## Thursday, June 30, 2016

### On Weak Compactness II [edited]

$\DeclareMathOperator{\pp}{pp} \DeclareMathOperator{\tcf}{tcf} \DeclareMathOperator{\pcf}{pcf} \DeclareMathOperator{\cov}{cov} \def\cf{\rm{cf}} \def\REG{\sf {REG}} \def\restr{\upharpoonright} \def\bd{\rm{bd}} \def\subs{\subseteq} \def\cof{\rm{cof}} \def\ran{\rm{ran}} \DeclareMathOperator{\ch}{Ch} \DeclareMathOperator{\PP}{pp} \DeclareMathOperator{\Sk}{Sk}$

Lingering a little on the material from the last post just for curiosity's sake:

Theorem

The following are equivalent for an inaccessible cardinal $\kappa$:

1.  $\kappa$ is weakly compact.

2.  For every sequence of functions $\langle f_\alpha:\alpha<\kappa\rangle$ with $f_\alpha:\alpha\rightarrow\alpha$, there is an $f:\kappa\rightarrow\kappa$ such that for every $\alpha<\kappa$ there is a $\beta\geq\alpha$ with $f_\beta\restr\alpha= f\restr\alpha$.

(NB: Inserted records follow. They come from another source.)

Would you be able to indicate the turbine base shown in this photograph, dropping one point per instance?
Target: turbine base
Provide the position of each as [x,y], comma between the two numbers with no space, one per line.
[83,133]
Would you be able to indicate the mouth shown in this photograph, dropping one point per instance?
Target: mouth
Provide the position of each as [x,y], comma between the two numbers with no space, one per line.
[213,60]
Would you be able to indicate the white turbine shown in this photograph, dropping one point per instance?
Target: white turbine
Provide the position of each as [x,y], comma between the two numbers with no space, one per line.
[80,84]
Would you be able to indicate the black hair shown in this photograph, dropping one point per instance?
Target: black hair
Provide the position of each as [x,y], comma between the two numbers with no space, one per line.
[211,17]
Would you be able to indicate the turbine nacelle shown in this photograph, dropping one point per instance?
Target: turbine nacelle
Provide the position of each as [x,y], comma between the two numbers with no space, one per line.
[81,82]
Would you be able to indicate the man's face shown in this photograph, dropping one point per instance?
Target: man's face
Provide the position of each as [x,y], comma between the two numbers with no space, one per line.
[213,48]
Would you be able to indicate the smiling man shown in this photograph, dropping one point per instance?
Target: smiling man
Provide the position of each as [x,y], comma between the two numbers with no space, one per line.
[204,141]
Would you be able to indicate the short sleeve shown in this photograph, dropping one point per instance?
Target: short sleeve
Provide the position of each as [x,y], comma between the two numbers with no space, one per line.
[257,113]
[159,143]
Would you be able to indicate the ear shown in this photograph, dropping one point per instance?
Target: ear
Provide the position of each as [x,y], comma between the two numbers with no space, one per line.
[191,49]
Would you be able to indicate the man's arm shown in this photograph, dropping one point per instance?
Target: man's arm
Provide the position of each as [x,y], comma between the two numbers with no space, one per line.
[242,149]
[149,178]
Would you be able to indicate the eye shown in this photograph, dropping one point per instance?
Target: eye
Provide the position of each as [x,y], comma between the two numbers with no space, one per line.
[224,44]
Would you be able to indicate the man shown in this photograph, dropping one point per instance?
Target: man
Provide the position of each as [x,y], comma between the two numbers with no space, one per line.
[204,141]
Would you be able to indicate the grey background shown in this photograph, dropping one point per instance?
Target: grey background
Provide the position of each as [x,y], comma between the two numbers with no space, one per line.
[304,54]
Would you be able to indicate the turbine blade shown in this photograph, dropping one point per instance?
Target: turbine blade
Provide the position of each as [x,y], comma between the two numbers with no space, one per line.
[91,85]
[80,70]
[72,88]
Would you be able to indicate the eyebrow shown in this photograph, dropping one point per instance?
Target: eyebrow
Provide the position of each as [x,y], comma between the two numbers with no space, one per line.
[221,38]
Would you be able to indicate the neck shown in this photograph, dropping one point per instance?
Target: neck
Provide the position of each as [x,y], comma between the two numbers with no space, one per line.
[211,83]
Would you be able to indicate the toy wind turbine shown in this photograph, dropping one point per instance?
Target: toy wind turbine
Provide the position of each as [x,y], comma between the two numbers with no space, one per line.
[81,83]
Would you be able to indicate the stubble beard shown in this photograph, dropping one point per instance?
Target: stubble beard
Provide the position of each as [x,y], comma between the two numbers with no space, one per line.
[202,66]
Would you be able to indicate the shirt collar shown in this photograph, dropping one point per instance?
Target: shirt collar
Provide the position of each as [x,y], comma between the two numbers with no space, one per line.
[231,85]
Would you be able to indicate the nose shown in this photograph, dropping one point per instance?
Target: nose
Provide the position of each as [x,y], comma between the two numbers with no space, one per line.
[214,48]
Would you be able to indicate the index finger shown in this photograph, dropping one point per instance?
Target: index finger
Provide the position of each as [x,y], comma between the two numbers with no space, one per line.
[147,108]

3. For every sequence of sets $\langle A_\alpha:\alpha<\kappa\rangle$ with $A_\alpha\subseteq\alpha$, there is a set $A\subseteq\kappa$ such that for every $\alpha<\kappa$ there is a $\beta\geq\alpha$ with $A_\beta\cap\alpha = A\cap\alpha$.

4. For every $C$-sequence $\langle C_\alpha:\alpha<\kappa\rangle$ there is a closed unbounded $C\subseteq\kappa$ such that for all $\alpha<\kappa$ there is a $\beta\geq\alpha$ with $C_\beta\cap\alpha= C\cap\alpha$.

We'll work this out next time to make sure, but (1) implies (2) by Shelah's result used last time,  and (4) implies (1) by a result of Todorcevic  (Theorem 6.3.5 of his book "Walks on Ordinals and their Characteristics").

One thing to note is that subtle cardinals, weakly ineffable cardinals, and ineffable cardinals all are defined using something that looks like condition (3).  It might be worthwhile to see if the corresponding modifications of (2) and (4) give equivalent characterizations.

--------------

Edit:  (2) follows from (3) immediately, as we just set $f_\alpha$ to be the characteristic function of $A_\alpha$, and then $f$ is the characteristic function of the $A$ we need.

(4) follows from (3) immediately, as it is easily seen that if we apply (3) to a $C$-sequence $\langle C_\alpha:\alpha<\kappa\rangle$ then the resulting $A$ must be closed.